Can I change the RPM of a 3-phase DC motor by changing the oscillator?

I have access to these kinds of motors from old copiers -- they are great -- very quiet and decent power. Most have one or two oscillators on them (X1, X2) which I'm guessing provides a fixed RPM. One has a pin labeled "CLK" which I'm guessing would allow for an external timing signal for variable speed.

On the ones that have onboard oscillators, is it possible to change the speed by changing to an oscillator of a different frequency?

Also, on the ones that have two oscillators, there is a "H/L" pin. Does that select between High and Low speeds?

Documentation on these is hard to find as I think many were custom manufactured for their particular application. I know I could just experiment to figure stuff out, but I already burned out one doing that so I'd rather learn more about them than ruin more by learning on my own.


Try this:-

I just looked at the link you supplied and saw there is a PDF datasheet download. It appears that pin 7 controls the speed by a clock pulse according to the formula rpm = 60 f CLK / 50. The HI and LOW on pin 5 are for start and stop.

Thanks guys

Yankee: I don't know how I missed that. Your find confirms for me that some of the models allow variable RPM by accepting a pulse signal. However, many of the motors I've scavenged don't have a pin for that. Instead they seem to have an on-board oscillator which I think implies it's a fixed RPM motor.

Grumpy: I read through that twice and it's interesting but I don't think (at least, not with my limited knowledge) that it gets me closer to my answer.

Instead they seem to have an on-board oscillator which I think implies it's a fixed RPM motor.

That does not necessarily imply a fixed frequency oscillator. Any motor can have it's speed effected by the external load changes, main voltage changes, etc. What most brushless 3 phase motors have is a 'servo' type feedback control loop where the controller can sense the actual rpm speed of the motor and either increase or decrease the phase switching speed to match the desired 'setpoint' speed desired. There may also be special controller requirements for the initial start-up or shutdown of the motor which would also require switching frequency changes. The motor itself is but just one component of such a 'servo' loop.


In a copier or printer there are several reasons to vary the speed of a motor for the fuser / paper feed.

During initial rotation the fuser may spin at a lower speed to prevent hot spots and flat spots on the fuser rollers as well as uniform heating.
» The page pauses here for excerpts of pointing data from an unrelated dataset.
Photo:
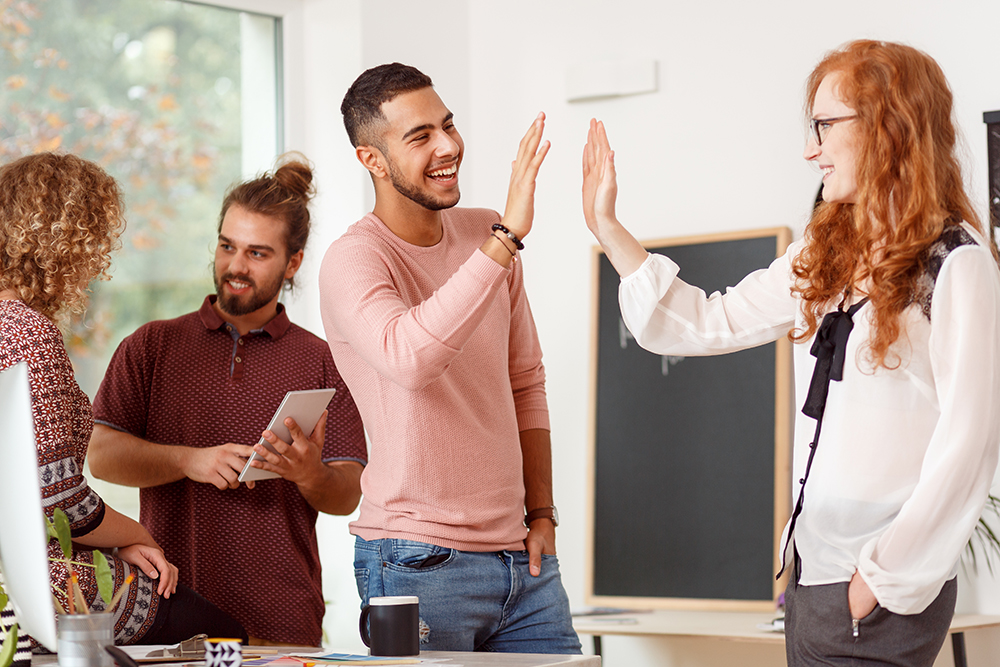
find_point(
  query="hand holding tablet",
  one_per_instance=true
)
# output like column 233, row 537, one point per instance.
column 306, row 408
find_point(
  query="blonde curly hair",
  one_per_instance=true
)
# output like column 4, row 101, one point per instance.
column 61, row 218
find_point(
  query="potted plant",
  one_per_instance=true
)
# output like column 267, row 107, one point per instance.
column 79, row 632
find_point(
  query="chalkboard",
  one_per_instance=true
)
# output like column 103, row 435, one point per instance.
column 690, row 456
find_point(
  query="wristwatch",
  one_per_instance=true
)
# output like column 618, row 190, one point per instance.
column 549, row 512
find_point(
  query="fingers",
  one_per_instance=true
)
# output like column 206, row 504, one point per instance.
column 531, row 151
column 165, row 571
column 318, row 436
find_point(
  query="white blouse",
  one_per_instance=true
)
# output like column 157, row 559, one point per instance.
column 906, row 456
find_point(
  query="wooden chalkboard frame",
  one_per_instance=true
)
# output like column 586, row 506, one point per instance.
column 783, row 411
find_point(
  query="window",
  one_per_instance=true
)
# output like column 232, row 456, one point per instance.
column 176, row 101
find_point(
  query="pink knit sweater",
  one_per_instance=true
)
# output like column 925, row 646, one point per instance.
column 440, row 352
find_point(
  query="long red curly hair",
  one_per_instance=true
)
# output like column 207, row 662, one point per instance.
column 909, row 187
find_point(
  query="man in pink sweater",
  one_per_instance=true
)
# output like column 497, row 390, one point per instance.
column 425, row 312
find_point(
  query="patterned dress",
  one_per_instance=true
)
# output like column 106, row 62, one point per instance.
column 63, row 423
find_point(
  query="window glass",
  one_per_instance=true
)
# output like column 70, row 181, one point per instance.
column 177, row 101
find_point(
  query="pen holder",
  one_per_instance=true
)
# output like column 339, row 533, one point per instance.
column 223, row 652
column 81, row 639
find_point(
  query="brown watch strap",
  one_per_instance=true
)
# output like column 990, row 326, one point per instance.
column 542, row 513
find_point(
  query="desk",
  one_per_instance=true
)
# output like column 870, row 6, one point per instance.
column 457, row 657
column 734, row 626
column 485, row 659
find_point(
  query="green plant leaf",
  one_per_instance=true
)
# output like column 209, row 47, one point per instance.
column 62, row 533
column 9, row 647
column 105, row 583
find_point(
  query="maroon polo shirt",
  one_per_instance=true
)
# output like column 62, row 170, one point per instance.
column 194, row 381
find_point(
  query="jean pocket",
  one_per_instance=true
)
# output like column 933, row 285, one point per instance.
column 408, row 555
column 361, row 578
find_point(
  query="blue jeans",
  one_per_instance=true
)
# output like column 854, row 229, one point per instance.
column 470, row 600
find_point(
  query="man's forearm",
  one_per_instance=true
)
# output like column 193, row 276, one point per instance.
column 337, row 491
column 122, row 458
column 536, row 455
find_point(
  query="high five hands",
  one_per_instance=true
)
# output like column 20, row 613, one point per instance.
column 520, row 210
column 600, row 182
column 600, row 192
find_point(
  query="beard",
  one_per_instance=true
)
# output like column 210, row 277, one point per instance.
column 247, row 303
column 416, row 195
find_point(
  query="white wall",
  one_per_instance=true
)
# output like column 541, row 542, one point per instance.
column 716, row 148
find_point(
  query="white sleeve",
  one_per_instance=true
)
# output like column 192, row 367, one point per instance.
column 668, row 316
column 906, row 565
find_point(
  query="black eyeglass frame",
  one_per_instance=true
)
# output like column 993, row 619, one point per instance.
column 814, row 124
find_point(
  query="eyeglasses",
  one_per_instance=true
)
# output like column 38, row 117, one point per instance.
column 821, row 126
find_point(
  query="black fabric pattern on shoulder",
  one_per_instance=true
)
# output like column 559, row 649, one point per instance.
column 953, row 236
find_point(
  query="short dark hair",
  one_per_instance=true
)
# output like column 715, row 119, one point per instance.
column 362, row 105
column 283, row 194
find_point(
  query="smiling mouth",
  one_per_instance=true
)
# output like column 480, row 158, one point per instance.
column 238, row 285
column 444, row 174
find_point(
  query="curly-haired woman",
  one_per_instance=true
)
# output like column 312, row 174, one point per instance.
column 60, row 219
column 894, row 294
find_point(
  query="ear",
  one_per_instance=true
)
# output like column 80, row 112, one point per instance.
column 294, row 264
column 372, row 160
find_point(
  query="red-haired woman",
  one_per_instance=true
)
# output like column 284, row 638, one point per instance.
column 894, row 294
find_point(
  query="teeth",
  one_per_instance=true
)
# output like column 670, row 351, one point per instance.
column 445, row 172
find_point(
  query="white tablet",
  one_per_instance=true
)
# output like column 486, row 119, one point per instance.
column 305, row 407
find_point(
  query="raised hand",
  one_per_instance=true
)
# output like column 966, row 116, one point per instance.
column 600, row 191
column 520, row 210
column 600, row 182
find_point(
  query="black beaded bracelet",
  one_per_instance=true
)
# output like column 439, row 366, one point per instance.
column 510, row 235
column 503, row 244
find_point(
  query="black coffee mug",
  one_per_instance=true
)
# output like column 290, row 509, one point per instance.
column 390, row 625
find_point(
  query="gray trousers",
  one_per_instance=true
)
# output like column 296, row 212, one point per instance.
column 819, row 629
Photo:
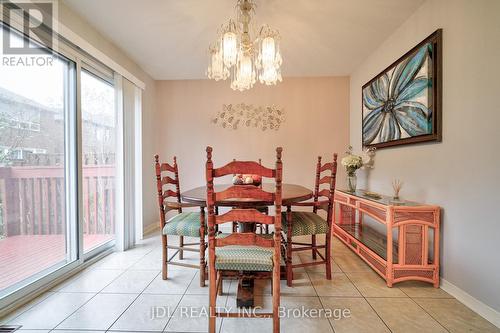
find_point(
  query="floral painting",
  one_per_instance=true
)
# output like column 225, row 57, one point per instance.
column 402, row 104
column 246, row 115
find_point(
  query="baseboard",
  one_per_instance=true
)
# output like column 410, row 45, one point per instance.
column 474, row 304
column 150, row 229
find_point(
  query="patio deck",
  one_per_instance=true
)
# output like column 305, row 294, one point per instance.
column 24, row 255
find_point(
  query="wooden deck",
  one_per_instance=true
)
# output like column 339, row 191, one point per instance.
column 23, row 256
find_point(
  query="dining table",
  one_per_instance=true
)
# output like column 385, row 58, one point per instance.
column 291, row 193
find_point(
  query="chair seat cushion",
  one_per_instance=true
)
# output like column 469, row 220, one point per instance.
column 244, row 258
column 305, row 223
column 184, row 224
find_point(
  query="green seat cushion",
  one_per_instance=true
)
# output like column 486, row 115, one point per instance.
column 305, row 223
column 244, row 258
column 184, row 224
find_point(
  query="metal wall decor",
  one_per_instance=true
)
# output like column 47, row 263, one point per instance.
column 250, row 116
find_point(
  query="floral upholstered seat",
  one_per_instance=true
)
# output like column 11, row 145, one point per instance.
column 183, row 224
column 244, row 258
column 305, row 223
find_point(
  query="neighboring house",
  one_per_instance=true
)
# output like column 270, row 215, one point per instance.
column 33, row 134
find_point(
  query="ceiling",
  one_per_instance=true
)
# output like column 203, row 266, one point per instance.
column 169, row 38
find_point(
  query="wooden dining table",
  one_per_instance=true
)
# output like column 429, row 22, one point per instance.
column 291, row 193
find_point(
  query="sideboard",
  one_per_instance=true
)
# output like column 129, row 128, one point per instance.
column 405, row 247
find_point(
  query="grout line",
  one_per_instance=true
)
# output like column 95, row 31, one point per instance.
column 427, row 312
column 92, row 296
column 177, row 306
column 348, row 278
column 125, row 310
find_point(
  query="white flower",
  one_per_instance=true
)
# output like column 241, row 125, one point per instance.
column 352, row 161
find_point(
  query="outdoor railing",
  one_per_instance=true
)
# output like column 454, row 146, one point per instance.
column 32, row 200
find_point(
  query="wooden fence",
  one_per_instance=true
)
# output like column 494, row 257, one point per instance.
column 32, row 200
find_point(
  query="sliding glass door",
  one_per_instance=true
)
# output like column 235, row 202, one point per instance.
column 99, row 142
column 35, row 226
column 60, row 138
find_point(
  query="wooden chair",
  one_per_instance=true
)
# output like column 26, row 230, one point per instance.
column 242, row 253
column 298, row 223
column 264, row 228
column 183, row 224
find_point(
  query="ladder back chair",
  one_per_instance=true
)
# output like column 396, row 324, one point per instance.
column 264, row 228
column 183, row 224
column 300, row 223
column 244, row 253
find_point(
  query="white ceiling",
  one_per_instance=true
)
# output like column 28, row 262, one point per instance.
column 169, row 38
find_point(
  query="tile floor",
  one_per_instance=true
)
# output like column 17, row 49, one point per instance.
column 118, row 293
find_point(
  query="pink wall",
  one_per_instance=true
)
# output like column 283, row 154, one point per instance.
column 317, row 123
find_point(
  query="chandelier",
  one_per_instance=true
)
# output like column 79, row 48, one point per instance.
column 237, row 56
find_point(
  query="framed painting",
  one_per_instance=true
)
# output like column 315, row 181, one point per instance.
column 402, row 104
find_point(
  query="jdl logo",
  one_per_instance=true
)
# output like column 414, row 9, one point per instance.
column 34, row 19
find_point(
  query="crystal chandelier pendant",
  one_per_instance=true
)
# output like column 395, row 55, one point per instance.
column 244, row 73
column 216, row 69
column 242, row 57
column 230, row 44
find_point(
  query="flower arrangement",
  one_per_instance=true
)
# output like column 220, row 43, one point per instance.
column 352, row 162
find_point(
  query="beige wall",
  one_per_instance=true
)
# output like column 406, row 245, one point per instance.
column 316, row 124
column 461, row 173
column 86, row 31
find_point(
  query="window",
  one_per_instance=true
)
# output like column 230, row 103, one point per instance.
column 33, row 164
column 99, row 156
column 57, row 208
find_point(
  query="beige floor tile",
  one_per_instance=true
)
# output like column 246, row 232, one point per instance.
column 349, row 262
column 372, row 285
column 99, row 313
column 177, row 282
column 195, row 289
column 246, row 325
column 416, row 289
column 404, row 315
column 17, row 312
column 92, row 281
column 301, row 286
column 51, row 311
column 353, row 315
column 151, row 261
column 263, row 303
column 192, row 314
column 148, row 313
column 455, row 316
column 133, row 282
column 322, row 268
column 339, row 285
column 71, row 331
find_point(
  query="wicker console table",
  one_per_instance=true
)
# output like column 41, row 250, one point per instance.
column 400, row 253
Another reason is to accomodate different paper stocks. Thicker media ( paper ) tends to dissipate more heat. By slowing the fuser / paper feed the paper is fed slowing causing more efficient fusing of the toner into the napth of the paper.
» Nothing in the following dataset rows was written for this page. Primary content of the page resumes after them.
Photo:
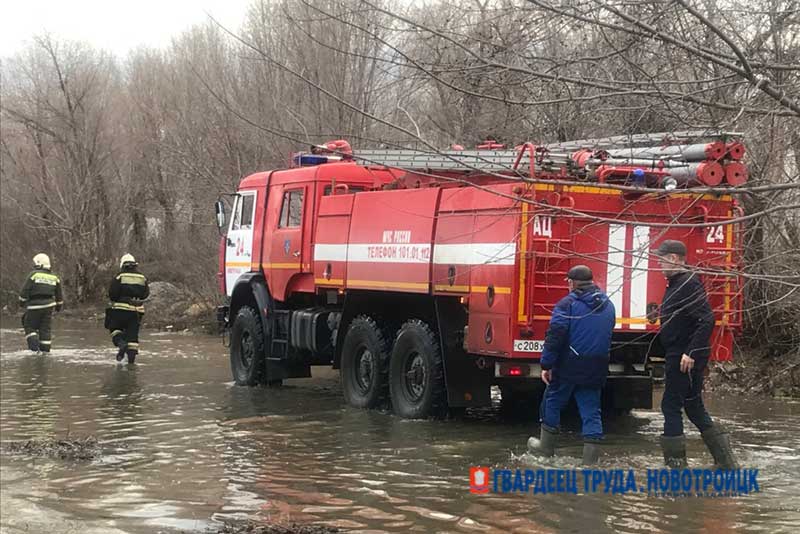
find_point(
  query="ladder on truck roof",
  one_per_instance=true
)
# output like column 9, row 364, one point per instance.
column 518, row 159
column 452, row 160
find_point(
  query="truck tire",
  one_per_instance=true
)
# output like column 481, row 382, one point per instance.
column 416, row 373
column 364, row 368
column 247, row 347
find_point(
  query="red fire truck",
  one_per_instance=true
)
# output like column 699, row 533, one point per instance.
column 426, row 277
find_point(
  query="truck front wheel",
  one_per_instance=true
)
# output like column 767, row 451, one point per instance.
column 416, row 375
column 247, row 347
column 364, row 367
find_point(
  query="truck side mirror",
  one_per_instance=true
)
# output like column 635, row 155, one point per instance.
column 219, row 209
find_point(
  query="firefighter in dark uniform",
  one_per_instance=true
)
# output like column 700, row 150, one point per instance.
column 40, row 295
column 127, row 293
column 686, row 325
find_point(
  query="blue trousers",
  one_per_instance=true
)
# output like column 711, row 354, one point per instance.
column 556, row 397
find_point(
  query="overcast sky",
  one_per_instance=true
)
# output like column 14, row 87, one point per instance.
column 117, row 26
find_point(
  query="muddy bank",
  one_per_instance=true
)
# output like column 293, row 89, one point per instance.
column 757, row 374
column 86, row 448
column 274, row 528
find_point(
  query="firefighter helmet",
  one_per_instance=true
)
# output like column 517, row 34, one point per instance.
column 127, row 258
column 41, row 260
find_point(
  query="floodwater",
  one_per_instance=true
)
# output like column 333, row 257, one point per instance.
column 185, row 450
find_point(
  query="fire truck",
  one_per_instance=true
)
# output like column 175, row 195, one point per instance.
column 426, row 277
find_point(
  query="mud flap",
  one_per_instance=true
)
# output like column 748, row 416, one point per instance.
column 467, row 386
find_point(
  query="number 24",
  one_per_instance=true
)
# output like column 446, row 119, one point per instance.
column 715, row 235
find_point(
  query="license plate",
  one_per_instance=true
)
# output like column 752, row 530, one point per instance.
column 528, row 345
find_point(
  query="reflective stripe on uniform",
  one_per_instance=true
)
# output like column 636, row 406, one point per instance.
column 42, row 306
column 132, row 278
column 126, row 306
column 45, row 278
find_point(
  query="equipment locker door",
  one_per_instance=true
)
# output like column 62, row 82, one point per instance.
column 239, row 241
column 286, row 255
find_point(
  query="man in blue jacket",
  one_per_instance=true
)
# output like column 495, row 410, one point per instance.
column 575, row 362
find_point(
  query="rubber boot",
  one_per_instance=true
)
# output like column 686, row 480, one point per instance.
column 719, row 444
column 674, row 448
column 591, row 451
column 123, row 347
column 33, row 342
column 546, row 444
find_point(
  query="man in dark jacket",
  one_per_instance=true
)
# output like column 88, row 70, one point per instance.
column 686, row 325
column 575, row 362
column 40, row 295
column 128, row 291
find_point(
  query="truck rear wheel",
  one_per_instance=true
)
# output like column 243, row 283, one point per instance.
column 416, row 375
column 364, row 369
column 247, row 347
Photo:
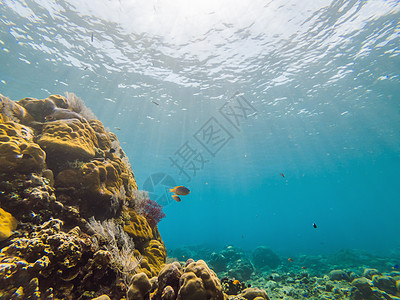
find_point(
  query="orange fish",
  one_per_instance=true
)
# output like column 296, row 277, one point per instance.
column 176, row 198
column 180, row 190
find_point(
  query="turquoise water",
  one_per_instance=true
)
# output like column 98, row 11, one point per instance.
column 318, row 81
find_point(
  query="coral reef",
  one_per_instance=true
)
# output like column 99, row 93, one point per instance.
column 7, row 224
column 59, row 167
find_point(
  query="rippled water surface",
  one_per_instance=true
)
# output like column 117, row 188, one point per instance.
column 277, row 114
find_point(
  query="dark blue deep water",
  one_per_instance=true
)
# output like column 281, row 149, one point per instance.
column 276, row 114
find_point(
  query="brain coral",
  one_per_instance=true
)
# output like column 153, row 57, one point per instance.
column 18, row 152
column 68, row 139
column 199, row 282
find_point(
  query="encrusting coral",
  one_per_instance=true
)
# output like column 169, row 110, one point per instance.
column 7, row 224
column 59, row 167
column 72, row 223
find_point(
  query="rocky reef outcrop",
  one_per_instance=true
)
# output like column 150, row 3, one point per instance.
column 61, row 172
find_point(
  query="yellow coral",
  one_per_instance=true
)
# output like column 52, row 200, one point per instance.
column 156, row 254
column 68, row 139
column 137, row 227
column 199, row 282
column 7, row 224
column 17, row 150
column 102, row 136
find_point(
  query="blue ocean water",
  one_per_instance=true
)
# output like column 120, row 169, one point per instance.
column 276, row 114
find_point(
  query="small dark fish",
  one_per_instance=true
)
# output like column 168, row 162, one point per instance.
column 180, row 190
column 176, row 198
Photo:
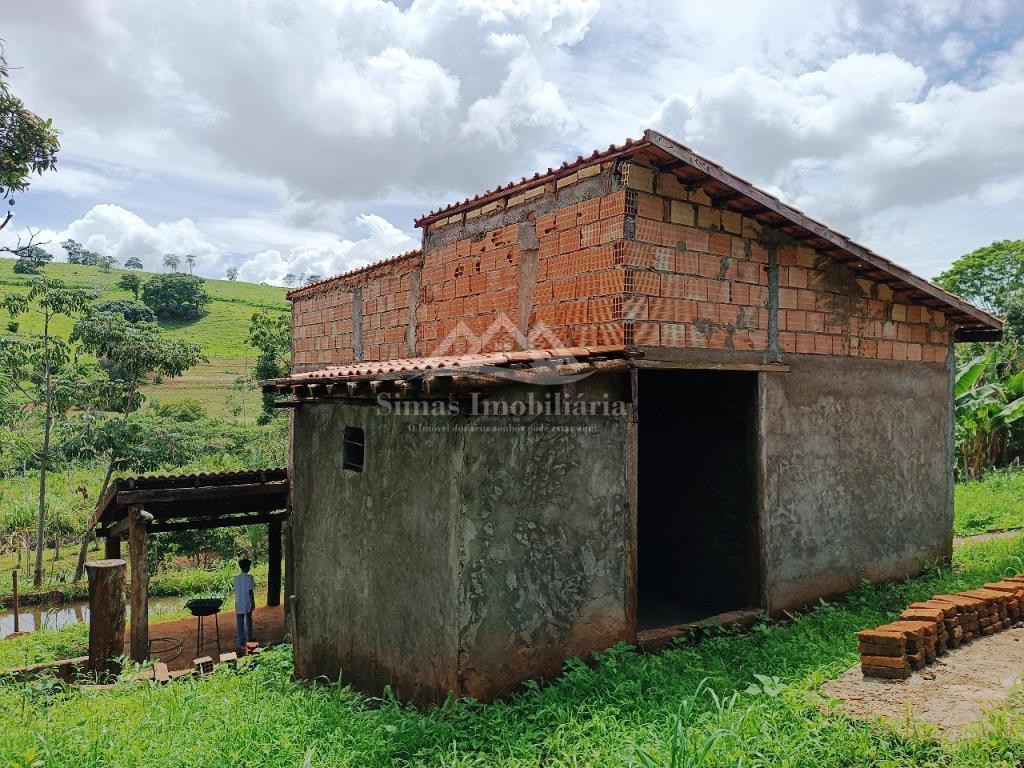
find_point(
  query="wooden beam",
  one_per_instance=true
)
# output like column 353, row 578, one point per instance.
column 977, row 334
column 204, row 493
column 107, row 614
column 273, row 562
column 710, row 366
column 119, row 529
column 112, row 548
column 137, row 535
column 215, row 522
Most larger units have a "thick" paper mode that increases the fuser temp and slows paper feed. Your service manual should describe in the theory section what is involved and should provide a schematic of what the signal lines do. If you need a manual most can be found on the internet.
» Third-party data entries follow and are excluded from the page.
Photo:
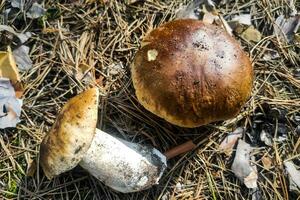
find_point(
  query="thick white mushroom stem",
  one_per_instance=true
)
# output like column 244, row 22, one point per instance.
column 124, row 166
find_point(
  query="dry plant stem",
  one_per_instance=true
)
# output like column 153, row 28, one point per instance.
column 180, row 149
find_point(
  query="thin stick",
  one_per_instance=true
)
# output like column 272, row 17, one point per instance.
column 180, row 149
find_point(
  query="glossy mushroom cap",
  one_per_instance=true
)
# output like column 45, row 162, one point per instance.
column 71, row 135
column 191, row 73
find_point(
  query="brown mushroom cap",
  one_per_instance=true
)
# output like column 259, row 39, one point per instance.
column 71, row 135
column 191, row 73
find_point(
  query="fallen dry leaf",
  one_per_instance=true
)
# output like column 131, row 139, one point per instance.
column 244, row 19
column 229, row 142
column 8, row 67
column 188, row 11
column 287, row 27
column 36, row 11
column 294, row 175
column 242, row 167
column 85, row 74
column 10, row 106
column 267, row 162
column 266, row 138
column 21, row 55
column 251, row 34
column 23, row 37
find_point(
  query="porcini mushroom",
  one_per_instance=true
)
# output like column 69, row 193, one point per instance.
column 74, row 139
column 191, row 73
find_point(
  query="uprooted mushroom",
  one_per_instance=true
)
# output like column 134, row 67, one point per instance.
column 191, row 73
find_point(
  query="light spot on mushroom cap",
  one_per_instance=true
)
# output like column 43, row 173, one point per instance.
column 201, row 74
column 152, row 54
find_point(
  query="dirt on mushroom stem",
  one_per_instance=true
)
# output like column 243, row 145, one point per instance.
column 114, row 32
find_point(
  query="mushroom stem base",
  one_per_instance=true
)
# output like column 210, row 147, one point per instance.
column 124, row 166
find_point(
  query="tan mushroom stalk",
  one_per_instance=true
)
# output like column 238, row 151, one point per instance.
column 191, row 73
column 74, row 139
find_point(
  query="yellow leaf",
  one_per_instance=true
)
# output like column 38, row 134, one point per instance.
column 8, row 67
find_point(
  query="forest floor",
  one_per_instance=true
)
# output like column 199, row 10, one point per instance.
column 69, row 37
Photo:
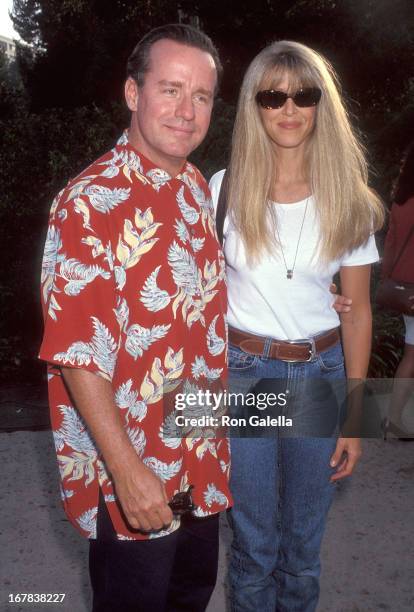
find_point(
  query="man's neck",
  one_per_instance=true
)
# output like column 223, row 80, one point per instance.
column 172, row 166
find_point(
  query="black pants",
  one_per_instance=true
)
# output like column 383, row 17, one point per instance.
column 174, row 573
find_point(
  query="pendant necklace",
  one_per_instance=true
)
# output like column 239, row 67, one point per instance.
column 289, row 271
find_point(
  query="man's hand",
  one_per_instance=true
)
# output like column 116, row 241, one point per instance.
column 342, row 303
column 351, row 447
column 140, row 492
column 142, row 497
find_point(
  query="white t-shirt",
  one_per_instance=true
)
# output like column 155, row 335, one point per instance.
column 262, row 300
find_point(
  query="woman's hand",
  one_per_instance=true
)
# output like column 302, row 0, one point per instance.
column 347, row 454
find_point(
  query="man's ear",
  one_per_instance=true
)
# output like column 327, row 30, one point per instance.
column 131, row 94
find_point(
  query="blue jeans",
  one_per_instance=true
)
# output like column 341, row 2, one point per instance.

Well, one thing I do know is that these motors are designed to keep their speed constant despite frequent changes in the load. Copiers mostly have just one or in some cases (as copiertech mentioned) two operating speeds.

Of the five motors that I have here at home, I can tell you this:

The two motors that have a H/L pin have two oscillators
The two motors that do not have a H/L pin have one oscillator
The one motor that has a CLK pin has no oscillators at all

When I am at work tomorrow I will check out a few more motors.

I do have manuals for virtually every machine these motors came from, but unfortunately I didn't notate what motor came from what machine. In the future I shall try and write some information on them with a sharpie (model and what motor it is (fuser/main drive/etc.)

Some of the things to do on my list of spare parts is....

See how fast I can spin a laser motor. Normal is what 36 or 40K rpm? That sounds cool to see on my desk.

Another is to see what can be done with an LED array out of an older fax. The industry has pretty much abandoned led exposure for the drum but some older brother fax heads would be interesting to get a schematic for just to play with it.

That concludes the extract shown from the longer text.